On June 29th, Impulse! Records will release a lost John Coltrane album which was recorded by the legendary saxophonist with his classic quartet (McCoy Tyner, Jimmy Garrison, and Elvin Jones) in 1963. It’s being released under the title ‘Both Directions At Once: The Lost Album’ and features seven songs recorded by the quartet with producer Bob Thiele at the helm for Impulse! Records on Wednesday March 6th 1963 at engineer Rudy Van Gelder’s famed studio in New Jersey.

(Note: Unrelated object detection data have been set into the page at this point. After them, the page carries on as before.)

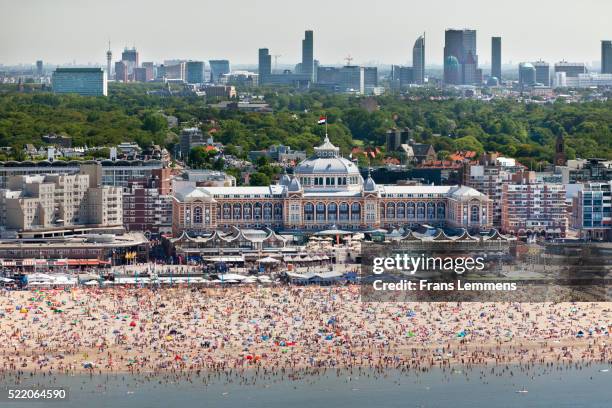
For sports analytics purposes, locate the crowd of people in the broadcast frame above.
[0,286,612,373]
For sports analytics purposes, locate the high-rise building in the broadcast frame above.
[142,62,155,81]
[115,61,128,82]
[412,34,425,85]
[134,68,147,82]
[106,41,113,79]
[208,60,231,84]
[301,30,314,81]
[601,40,612,74]
[121,47,140,75]
[258,48,272,84]
[339,65,365,94]
[491,37,501,82]
[555,61,587,78]
[501,172,569,237]
[444,29,482,85]
[572,181,612,241]
[363,67,378,94]
[533,60,550,86]
[186,61,204,84]
[519,62,536,88]
[51,68,107,96]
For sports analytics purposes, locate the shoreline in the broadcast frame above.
[0,287,612,375]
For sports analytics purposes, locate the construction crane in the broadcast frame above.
[273,54,282,72]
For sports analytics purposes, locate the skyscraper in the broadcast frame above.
[444,29,482,85]
[115,61,128,82]
[106,41,113,79]
[491,37,501,81]
[601,40,612,74]
[412,34,425,85]
[519,62,536,88]
[258,48,272,84]
[301,30,314,81]
[208,60,231,83]
[533,60,550,86]
[121,47,140,75]
[186,61,204,84]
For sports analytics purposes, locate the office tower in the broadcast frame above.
[363,67,378,94]
[208,60,231,84]
[142,62,155,81]
[533,60,550,86]
[444,29,482,85]
[258,48,272,84]
[412,34,425,85]
[186,61,204,84]
[491,37,501,81]
[106,41,113,79]
[601,40,612,74]
[51,68,107,96]
[115,61,128,82]
[121,47,139,75]
[555,61,587,78]
[301,30,314,81]
[134,68,147,82]
[519,62,536,88]
[391,65,416,88]
[339,65,365,95]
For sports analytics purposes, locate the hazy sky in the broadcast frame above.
[0,0,612,65]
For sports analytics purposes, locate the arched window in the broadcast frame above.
[437,203,446,220]
[339,203,349,221]
[304,203,314,221]
[264,203,272,220]
[242,203,253,220]
[397,203,406,219]
[470,205,480,222]
[274,203,283,220]
[234,203,242,220]
[317,203,325,221]
[193,207,202,224]
[417,203,425,220]
[253,203,261,221]
[407,203,415,220]
[427,203,436,220]
[327,203,338,222]
[387,203,395,219]
[351,203,361,221]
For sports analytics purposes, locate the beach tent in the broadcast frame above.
[257,256,280,264]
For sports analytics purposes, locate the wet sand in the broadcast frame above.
[0,286,612,375]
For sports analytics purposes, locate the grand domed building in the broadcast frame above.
[172,137,492,236]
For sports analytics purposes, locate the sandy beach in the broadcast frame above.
[0,286,612,373]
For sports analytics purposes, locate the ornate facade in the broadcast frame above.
[172,137,493,236]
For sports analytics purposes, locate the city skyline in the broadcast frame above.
[0,0,612,66]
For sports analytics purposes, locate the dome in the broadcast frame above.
[295,157,359,176]
[445,55,459,66]
[363,174,376,191]
[279,170,291,186]
[287,176,302,191]
[294,136,360,176]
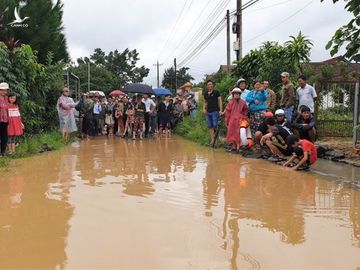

The finding of the forgotten album, which was discovered on a well-preserved 1/4-inch reference tape that Coltrane left in the possession of his first wife Naima’s family, is being likened by Coltrane fans and scholars alike to stumbling upon the Holy Grail. Even more astounding, perhaps, is that the album contains three, previously unknown, Coltrane compositions, two of which are untitled (with Trane playing soprano sax) and the other called ‘Slow Blues.’ Another original, ‘One Up, One Down,’ has only previously been known from a bootlegged live performance. Also present on the album is a radically different version of one of Coltrane’s Impulse! era signature pieces, ‘Impressions,’ which is rendered in trio form, minus McCoy Tyner’s piano. Tyner also lays out on a cover of the Nat King Cole-associated, ‘Nature Boy’ but returns for ‘Vilia,’ a swinging groove that is based on a melody from Franz Lehar’s 19th century operetta, ‘The Merry Widow,’ and which was first jazzed-up by swing era clarinettist, Benny Goodman.
As well as standard LP and CD versions of the album, there’s also a deluxe format, which is expanded to a 2-CD/2-LP set featuring seven additional tracks, all alternate takes from the sessions.
‘Both Directions At Once: The Lost Album’ will be available via Impulse! Records on June 29th.